Review: You Are Here: Danny Boyle’s Post-War Pop-Culture Contribution Keeps Everything Talking | A serious game


YOu Are Nyi is a spectacular work: a self-proclaimed “epic, social thriller” involving theater, dance, music and “a cast of hundreds”, all directed by Danny Boyle. It takes over the main part of the Southbank Center and sets itself a similarly demanding task: “reimagining the glamorous and popular youth and cultural groups that have advanced culture since 1951”, the year of British partywhen the Royal Festival Hall opened for business.

“Some” is becoming a buzzword: there’s a lot going on, but even so, the size of the subject means that selection is important.

Adopting British pop culture is best seen as dancefloor-centric. There’s a lot about the 60s pop explosion that transformed the UK from post-war that listeners of You Are Here first experience (you’re wandering around London’s smoky, gray population). New Romantics and Britpop are also hard to see, and the hippy culture of the late 60’s and early 70’s is very rare, unless you count the revival of old West London art that may have been the product of the “alternative society”. Albion Free State (“ANGRY TIGERS ARE WISE THAN ADVISED HORSES”).

However, you could argue that the New Romantics have their own exhibition – the Design Museum’s Blitz: The Club That Made the 80s – and we’ve all heard enough of Britpop in recent years to last a lifetime: better to fix the 90s by looking at the culture of the post-acid house group than to wheel out Wonderwall for the umpteenth time.
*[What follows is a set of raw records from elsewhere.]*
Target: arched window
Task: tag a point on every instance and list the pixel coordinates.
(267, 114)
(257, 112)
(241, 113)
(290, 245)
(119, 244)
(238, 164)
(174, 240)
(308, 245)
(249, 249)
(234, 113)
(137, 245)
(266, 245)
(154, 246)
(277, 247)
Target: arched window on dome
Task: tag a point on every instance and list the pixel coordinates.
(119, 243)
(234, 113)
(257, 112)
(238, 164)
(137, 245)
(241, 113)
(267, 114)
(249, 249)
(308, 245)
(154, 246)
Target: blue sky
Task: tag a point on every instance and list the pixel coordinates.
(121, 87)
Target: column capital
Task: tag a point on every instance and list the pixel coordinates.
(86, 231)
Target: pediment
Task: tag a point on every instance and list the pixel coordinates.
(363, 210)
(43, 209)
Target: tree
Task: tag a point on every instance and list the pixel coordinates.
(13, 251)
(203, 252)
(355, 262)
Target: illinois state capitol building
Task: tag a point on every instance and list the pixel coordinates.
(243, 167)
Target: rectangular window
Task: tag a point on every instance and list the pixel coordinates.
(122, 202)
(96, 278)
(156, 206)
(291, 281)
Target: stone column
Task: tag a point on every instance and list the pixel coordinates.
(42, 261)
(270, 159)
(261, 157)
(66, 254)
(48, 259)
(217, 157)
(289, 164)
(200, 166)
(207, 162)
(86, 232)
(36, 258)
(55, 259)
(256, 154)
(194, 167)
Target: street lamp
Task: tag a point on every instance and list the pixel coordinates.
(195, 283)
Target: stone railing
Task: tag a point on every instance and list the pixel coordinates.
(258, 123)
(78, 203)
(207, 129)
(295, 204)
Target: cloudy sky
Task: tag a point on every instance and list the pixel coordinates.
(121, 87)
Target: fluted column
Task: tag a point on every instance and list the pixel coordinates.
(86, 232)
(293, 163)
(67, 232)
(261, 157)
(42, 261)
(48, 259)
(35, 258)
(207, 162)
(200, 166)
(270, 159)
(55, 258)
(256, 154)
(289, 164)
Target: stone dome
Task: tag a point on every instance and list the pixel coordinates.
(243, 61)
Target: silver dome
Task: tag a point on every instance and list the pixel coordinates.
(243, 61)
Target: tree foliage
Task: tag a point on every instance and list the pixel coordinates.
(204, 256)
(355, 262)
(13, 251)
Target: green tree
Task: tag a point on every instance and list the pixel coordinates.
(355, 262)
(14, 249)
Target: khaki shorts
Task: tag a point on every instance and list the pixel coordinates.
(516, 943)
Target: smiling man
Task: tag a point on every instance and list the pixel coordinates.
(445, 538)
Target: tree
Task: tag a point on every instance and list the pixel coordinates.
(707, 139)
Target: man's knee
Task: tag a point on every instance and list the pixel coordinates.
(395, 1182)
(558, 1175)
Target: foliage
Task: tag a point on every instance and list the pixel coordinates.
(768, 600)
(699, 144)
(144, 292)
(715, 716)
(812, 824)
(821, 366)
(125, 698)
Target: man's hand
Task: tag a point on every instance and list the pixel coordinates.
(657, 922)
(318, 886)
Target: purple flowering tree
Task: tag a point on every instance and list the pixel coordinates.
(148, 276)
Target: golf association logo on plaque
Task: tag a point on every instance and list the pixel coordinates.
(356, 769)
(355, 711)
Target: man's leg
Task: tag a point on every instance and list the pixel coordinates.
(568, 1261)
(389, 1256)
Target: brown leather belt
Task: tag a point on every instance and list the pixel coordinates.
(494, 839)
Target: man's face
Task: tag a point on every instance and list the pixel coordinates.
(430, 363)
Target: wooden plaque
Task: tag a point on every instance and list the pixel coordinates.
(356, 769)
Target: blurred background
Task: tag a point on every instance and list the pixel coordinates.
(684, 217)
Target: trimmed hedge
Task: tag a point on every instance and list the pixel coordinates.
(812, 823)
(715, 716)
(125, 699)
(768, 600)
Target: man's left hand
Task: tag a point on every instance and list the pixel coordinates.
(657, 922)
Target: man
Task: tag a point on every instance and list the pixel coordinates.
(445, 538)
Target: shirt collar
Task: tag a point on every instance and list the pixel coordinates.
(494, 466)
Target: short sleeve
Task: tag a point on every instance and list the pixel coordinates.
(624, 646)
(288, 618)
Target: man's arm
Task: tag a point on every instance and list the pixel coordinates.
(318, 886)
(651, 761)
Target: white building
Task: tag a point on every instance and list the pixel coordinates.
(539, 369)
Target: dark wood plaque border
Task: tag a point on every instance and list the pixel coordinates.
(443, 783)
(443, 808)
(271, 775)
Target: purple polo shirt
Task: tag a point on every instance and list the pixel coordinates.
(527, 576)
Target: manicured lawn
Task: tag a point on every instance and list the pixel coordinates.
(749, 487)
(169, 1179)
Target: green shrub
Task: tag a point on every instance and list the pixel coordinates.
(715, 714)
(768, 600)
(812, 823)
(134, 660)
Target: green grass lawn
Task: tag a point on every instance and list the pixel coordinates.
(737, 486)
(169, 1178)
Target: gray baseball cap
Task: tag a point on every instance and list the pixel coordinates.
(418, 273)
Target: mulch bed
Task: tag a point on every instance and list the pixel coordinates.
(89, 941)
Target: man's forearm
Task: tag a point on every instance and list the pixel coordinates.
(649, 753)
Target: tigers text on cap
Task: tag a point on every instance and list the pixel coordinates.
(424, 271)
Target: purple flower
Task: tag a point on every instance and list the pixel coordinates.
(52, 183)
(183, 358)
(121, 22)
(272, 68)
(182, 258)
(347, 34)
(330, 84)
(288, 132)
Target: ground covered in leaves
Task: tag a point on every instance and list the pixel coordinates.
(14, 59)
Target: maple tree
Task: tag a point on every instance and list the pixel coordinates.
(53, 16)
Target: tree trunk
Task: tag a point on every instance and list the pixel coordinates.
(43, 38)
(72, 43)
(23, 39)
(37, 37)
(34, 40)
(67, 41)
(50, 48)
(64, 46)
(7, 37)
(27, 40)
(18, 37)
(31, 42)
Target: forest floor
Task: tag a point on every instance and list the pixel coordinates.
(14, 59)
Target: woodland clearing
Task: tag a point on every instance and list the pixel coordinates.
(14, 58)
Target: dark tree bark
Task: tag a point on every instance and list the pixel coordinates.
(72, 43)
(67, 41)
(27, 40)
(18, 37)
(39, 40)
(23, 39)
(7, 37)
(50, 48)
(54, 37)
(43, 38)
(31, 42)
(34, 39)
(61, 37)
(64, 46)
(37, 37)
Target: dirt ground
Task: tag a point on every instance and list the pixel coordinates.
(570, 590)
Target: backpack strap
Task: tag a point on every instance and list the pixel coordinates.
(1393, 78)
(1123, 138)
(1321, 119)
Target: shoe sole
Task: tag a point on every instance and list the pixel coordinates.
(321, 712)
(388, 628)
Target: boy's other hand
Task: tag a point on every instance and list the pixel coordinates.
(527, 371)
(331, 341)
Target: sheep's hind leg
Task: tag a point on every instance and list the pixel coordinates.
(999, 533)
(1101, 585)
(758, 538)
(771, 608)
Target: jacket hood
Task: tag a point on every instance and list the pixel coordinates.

Dancers at the Southbank Center during You Are Here. Photo: Jeff Moore/PA

And you can’t doubt the love of the organizers of their story. Indeed, at times you are intrigued by the idea that the event might be a bit too fun for British youth culture for its own good. In one dance, a group consisting of young women, spider tattoos and punks – one of the punks comes from the famous Sex Pistols group following Jordan Mooney – caress, then welcomes a group of immigrants to Windrush.

It’s a good idea, and it’s well-made, but it seems to ignore the fact that, if you gathered a group of teds, skins and punks in the late 70s, the result would not be a happy dance and a model idea for immigrants but a big ruck. Someone could have ended up in A&E.

In some places, it is not clear what the protests are driving. There are records of Dagenham machine stroke in 1968 and 1963 Bristol bus strike: these are important events to remember – the latter faced terrible discrimination against blacks and Asians in the city; the original was the catalyst for the passing of the Equal Pay Act – but it’s hard to see what it has to do with British youth or pop culture.

In the ballroom of the Royal Festival Hall – transformed into a club where the music changes from Northern soul to house to drum’n’bass. to grime – the dancefloor is momentarily removed to be choreographed with accompaniment that moves from Elvis Presley’s Jailhouse Rock to Dutch techno sub-genre gabber. The dance is amazing – a very energetic run, full of high strokes and spins – but you struggle to understand what you want to say.

Dancers inside the Royal Festival Hall during You Are Here. Photo: Jeff Moore/PA

Meanwhile, the main hall of the Royal Festival Hall plays host to a group of young people who are dancing wildly to Bronski Beat’s Smalltown Boy. He slowly falls to the ground, before the room is lit up by mirrored lights and David Bowie and Freddie Mercury’s vocals from Under Pressure emerge. I am perhaps about the effects of the AIDS epidemic, but you can’t be sure.

Similarly, the whole business is clear and often exciting: the dancefloor in the ballroom is filled with sound; the stage outside the main entrance of the Royal Festival Hall, with DJs on a set designed to look like a living room of the 70s, plays a series of irresistible bangers and people dance happily in the evening sun; the whole atmosphere is very beautiful.

Perhaps the best course of action is to ignore the shortcomings, not question them too deeply and just surrender to the experience – like a teenager embracing a youth group.